Paid Leave Talking Points

Use these talking points to engage community members in conversations about paid family and medical leave and urge policymakers to prioritize paid leave.

Note: These talking points address paid family and medical leave which allows workers to take paid time off to care for their families or themselves. Paid family leave most often refers to time taken to allows families to care for a baby after birth or adoption. Paid medical leave refers to time taken if a worker, their child, or other family member has a serious health need.

Think Babies Top 5 Paid Leave Talking Points

1. Paid family and medical leave gives families paid time off to care for a new child or to care for themselves or their baby when they are facing a serious health condition – without sacrificing economic security.

2. While many workers have unpaid time off through the Family and Medical Leave Act of 1993, the vast majority of workers do not have paid family or medical leave.
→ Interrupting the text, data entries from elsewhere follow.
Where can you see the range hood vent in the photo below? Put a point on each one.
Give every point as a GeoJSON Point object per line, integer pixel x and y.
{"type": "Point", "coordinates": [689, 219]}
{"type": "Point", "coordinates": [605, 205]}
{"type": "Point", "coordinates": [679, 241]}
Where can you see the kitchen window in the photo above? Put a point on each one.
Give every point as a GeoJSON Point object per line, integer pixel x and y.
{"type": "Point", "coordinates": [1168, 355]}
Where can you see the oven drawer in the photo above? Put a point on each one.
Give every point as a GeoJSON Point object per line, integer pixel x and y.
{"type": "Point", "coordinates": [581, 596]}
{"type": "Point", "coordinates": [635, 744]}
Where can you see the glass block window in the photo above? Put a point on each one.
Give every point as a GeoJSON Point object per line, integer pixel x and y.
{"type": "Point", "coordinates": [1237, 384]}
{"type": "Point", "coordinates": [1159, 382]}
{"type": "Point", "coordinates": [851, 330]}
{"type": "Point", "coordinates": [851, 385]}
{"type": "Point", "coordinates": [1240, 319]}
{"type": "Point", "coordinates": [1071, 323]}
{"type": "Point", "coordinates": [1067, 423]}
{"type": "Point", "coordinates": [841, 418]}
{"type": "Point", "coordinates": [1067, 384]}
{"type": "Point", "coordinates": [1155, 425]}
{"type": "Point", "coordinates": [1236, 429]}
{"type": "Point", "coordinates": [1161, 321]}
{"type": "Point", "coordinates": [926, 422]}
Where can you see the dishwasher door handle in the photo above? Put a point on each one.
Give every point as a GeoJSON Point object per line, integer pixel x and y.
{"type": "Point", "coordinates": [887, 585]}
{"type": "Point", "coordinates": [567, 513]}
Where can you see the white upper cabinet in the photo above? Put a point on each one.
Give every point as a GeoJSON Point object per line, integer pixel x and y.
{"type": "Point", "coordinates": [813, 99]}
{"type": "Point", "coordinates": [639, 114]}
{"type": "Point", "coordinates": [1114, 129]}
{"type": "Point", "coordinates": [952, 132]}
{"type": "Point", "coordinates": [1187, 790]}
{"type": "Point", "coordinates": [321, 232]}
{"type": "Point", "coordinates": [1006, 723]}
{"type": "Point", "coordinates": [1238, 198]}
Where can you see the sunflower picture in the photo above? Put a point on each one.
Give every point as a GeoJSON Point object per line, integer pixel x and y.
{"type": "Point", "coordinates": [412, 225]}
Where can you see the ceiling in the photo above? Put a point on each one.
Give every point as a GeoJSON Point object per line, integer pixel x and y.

3. Paid leave helps families build secure relationships with their babies that are so important to babies’ long term learning and success. It also benefits babies’ health, and is even a protection against infant mortality!

4. The lack of a national paid leave policy disproportionately impacts Black and Latinx families and babies.

5. 84% of voters want a national paid family and medical leave plan for all workers.

America’s Future Needs Paid Family and Medical Leave

  • The first three years are an essential time of development for babies and families. Because early relationships nurture early brain connections that form the foundation for all learning and relationships that follow, parents and caregivers are on the front line of preparing our future workers, innovators, and citizens.
  • Most working parents do not have access to paid family and medical leave. Many parents must make the impossible choice between unhurried time to bond with and care for their babies and losing their jobs or economic security.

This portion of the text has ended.